Graph #3: Fed holdings of US Treasury Notes

Oh -- This one stops before the financial crisis. Not as interesting as I expected.



Some interesting shapes

Graph #4: Special Drawing Rights

Caught my eye because I heard of SDRs but don't know much about them.



Graph #5: "Total Federal Agency Obligations"


Graph #6: Total Gold Held By Federal Reserve Banks (1914-1934)

And this gets us to gold... and "gold certificates".


Gold Certificates

Graph #7: I dunno

"Ratio of gold certificate reserves to deposit and Federal Reserve Note liabilities [of the Fed]".

The vertical axis uses a log scale, because without it the graph shows nothing but one vertical spike.

Looks like all the data is below zero... Can't be, because logs don't cooperate below zero. I checked the original values: They are above zero but less than one.

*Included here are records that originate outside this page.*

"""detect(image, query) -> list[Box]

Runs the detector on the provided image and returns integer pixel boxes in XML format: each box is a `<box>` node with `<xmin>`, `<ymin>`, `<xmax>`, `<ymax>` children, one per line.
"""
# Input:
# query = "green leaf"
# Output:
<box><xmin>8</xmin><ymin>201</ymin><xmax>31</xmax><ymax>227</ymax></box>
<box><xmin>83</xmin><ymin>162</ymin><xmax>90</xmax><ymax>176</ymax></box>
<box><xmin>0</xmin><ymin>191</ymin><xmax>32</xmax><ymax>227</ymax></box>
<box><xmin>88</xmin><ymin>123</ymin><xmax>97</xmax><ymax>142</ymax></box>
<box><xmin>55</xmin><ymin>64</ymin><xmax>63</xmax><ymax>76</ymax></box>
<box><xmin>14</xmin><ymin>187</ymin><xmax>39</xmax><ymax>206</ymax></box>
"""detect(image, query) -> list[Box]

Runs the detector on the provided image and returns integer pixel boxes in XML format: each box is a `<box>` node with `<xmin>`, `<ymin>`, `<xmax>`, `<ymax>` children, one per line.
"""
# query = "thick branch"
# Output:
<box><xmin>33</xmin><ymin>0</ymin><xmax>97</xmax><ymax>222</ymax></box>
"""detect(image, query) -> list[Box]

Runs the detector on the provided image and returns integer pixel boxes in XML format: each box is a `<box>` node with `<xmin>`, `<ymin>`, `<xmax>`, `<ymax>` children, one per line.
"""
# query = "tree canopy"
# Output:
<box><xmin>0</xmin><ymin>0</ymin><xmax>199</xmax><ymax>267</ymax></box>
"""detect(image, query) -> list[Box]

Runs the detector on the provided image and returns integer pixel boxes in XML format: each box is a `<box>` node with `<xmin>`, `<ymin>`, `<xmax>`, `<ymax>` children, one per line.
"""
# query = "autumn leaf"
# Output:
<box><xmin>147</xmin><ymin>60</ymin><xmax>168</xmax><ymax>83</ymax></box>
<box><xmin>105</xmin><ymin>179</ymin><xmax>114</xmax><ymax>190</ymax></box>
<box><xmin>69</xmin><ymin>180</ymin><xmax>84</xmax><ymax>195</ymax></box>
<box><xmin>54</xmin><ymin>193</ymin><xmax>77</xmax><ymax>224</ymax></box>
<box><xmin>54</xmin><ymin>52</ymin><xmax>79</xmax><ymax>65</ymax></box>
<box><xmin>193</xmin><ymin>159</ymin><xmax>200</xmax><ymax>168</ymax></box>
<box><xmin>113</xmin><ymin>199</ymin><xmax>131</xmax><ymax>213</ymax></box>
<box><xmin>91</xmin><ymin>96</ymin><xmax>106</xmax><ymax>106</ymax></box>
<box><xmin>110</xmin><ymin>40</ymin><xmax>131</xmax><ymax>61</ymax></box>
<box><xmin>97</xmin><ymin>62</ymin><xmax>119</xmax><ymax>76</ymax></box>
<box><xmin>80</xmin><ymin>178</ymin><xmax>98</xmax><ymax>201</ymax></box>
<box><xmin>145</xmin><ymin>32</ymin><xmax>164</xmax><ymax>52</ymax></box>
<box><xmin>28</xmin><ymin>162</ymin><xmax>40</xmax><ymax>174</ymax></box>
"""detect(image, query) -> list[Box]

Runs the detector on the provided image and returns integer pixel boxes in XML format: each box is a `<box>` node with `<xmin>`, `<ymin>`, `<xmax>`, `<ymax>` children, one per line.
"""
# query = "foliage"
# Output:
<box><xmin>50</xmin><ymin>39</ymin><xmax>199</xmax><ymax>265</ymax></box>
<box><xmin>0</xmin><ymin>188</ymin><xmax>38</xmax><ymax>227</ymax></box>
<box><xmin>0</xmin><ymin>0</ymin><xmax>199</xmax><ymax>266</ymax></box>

Dunno why there's that one huge spike.



Graph #8: Gold Certificate Account

Lots of action early on, then nothing.



Graph #9: Total Reserves

Similar shape to Graph #8, but this one starts earlier.

Since both #8 and #9 are elements of "Resources and Assets" I wanted to compare them:

Graph #10: Gold Certificate Account as Percent of Total Reserves

It might mean nothing. I'm not familiar with the data. Looks like it runs high, but with a tendency to drop off.

There's a high point in August 2005 which looks to me like and early indicator of the financial crisis and all that.